A reflexão alarga‑se ao modelo de desenvolvimento: a jurista critica uma visão demasiado centrada na expansão da mineração e muito tímida noutros eixos, como a reciclagem, a durabilidade dos equipamentos electrónicos e políticas de mobilidade que reduzam a dependência do automóvel. “Há maneiras de reduzir a procura. Não podemos apenas continuar a escavar mais material e achar normal trocar de telemóvel a cada dois anos.”

A nota de imprensa da Client Earth recorda que estudos recentes apontam falhas graves no Estudo de Impacto Ambiental, incluindo “dados insuficientes, modelação irrealista e omissões significativas”. Documentos adicionais sublinham que reduzir a dependência do automóvel individual e travar o crescimento dos veículos com baterias de grande dimensão poderia limitar significativamente a pressão crescente sobre o lítio.

A mina de lítio prevista para Covas do Barroso, no concelho de Boticas, avançou um passo decisivo em 2023, quando a empresa Savannah Resources obteve uma Declaração de Impacto Ambiental favorável condicionada, requisito essencial para que o projecto pudesse prosseguir para fases de licenciamento subsequentes. A empresa mantém como horizonte o arranque da produção em 2028, calendário que depende ainda do cumprimento das condições impostas pela Agência Portuguesa do Ambiente e da emissão das restantes autorizações administrativas.

Coerência de regras europeias

A acção agora entregue ao Tribunal de Justiça pretende que a decisão de Bruxelas seja anulada e que fiquem clarificadas as obrigações da Comissão Europeia ao abrigo do regulamento de matérias-primas críticas. Não se trata de um processo sobre a licença da mina em Portugal em si, esclarece a especialista, mas sim sobre a coerência das regras europeias que enquadram a mineração.

“O que estamos a procurar aqui é que a União Europeia cumpra a promessa de obter minerais críticos a partir de práticas sustentáveis”, sintetiza Ilze Tralmaka.

Sinalde protesto contra a exploração de lítio da empresa inglesa Savannah em Boticas, Covas do Barroso
Adriano Miranda

A jurista lembra que os passos decisivos continuam no plano nacional, onde a Agência Portuguesa do Ambiente impôs 169 condições ao projecto. “É aí que está o impacto real na conformidade.
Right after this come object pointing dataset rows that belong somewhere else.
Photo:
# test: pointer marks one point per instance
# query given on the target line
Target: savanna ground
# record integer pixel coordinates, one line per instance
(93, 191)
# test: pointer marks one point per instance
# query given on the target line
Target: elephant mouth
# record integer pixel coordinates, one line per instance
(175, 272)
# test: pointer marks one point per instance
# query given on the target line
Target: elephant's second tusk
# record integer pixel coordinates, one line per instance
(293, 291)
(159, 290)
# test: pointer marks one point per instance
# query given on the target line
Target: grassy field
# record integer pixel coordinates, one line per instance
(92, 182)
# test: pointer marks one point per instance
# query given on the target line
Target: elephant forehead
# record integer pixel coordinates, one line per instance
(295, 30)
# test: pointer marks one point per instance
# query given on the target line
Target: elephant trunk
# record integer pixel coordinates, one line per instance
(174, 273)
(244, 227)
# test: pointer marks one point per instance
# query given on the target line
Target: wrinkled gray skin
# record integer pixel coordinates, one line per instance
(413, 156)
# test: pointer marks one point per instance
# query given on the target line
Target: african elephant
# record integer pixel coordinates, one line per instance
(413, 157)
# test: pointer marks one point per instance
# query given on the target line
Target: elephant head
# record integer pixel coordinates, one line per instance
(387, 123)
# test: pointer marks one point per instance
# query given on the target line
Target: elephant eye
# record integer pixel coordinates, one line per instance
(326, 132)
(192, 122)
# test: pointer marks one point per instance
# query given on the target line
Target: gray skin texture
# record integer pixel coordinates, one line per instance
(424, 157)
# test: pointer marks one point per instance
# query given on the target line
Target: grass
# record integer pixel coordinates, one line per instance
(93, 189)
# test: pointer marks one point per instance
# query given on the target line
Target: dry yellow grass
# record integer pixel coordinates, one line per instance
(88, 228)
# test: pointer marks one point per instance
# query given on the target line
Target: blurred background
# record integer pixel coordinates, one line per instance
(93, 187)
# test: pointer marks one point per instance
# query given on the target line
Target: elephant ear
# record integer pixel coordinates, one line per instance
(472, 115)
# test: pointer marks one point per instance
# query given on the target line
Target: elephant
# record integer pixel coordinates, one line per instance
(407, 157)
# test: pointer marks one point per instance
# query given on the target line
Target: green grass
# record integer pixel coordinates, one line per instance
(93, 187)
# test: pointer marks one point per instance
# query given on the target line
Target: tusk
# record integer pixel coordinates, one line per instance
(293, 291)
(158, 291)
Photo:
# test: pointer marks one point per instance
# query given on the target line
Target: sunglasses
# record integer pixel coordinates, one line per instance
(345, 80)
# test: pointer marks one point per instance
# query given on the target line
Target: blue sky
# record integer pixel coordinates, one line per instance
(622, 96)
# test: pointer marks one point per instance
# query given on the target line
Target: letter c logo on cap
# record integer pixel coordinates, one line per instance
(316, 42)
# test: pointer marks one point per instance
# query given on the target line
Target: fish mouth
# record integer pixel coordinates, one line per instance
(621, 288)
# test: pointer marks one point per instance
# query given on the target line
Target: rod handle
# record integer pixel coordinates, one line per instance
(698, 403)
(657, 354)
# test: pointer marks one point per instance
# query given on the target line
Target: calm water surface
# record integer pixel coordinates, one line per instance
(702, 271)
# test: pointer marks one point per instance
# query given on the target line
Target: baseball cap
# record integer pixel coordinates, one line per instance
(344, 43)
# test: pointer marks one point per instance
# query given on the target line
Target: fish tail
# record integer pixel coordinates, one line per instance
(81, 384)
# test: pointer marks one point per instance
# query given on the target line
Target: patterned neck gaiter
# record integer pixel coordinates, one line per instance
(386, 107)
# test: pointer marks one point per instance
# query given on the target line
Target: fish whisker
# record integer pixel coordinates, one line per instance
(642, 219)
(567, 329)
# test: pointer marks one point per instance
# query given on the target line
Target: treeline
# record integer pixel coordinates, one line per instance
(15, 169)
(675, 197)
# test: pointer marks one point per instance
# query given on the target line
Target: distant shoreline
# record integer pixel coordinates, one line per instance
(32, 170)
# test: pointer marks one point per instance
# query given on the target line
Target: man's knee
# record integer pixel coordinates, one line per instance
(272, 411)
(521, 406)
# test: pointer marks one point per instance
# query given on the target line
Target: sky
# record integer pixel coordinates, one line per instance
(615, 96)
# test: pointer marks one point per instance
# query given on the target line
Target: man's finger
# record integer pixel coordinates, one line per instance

É preciso garantir que o promotor cumpre cada uma dessas condições, incluindo a correcção da instalação de rejeitos.”

Num contexto em que mais projectos poderão surgir, Ilze Tralmaka considera que há uma lição evidente: as populações locais têm de ser verdadeiramente envolvidas. “As comunidades são consultadas de forma meramente cosmética; fazem‑lhes perguntas sem realmente ouvir o que dizem.” Essa falta de participação efectiva alimenta frustração e desconfiança, sobretudo quando “estamos a sacrificar as terras das pessoas para o bem comum”, conclui a jurista.

O processo que agora prossegue em Luxemburgo não resolve a disputa sobre a Mina do Barroso, mas pode abrir um precedente sobre o modo como a União Europeia pretende equilibrar os objectivos climáticos com a protecção dos ecossistemas e das comunidades que habitam os territórios estratégicos para a transição energética.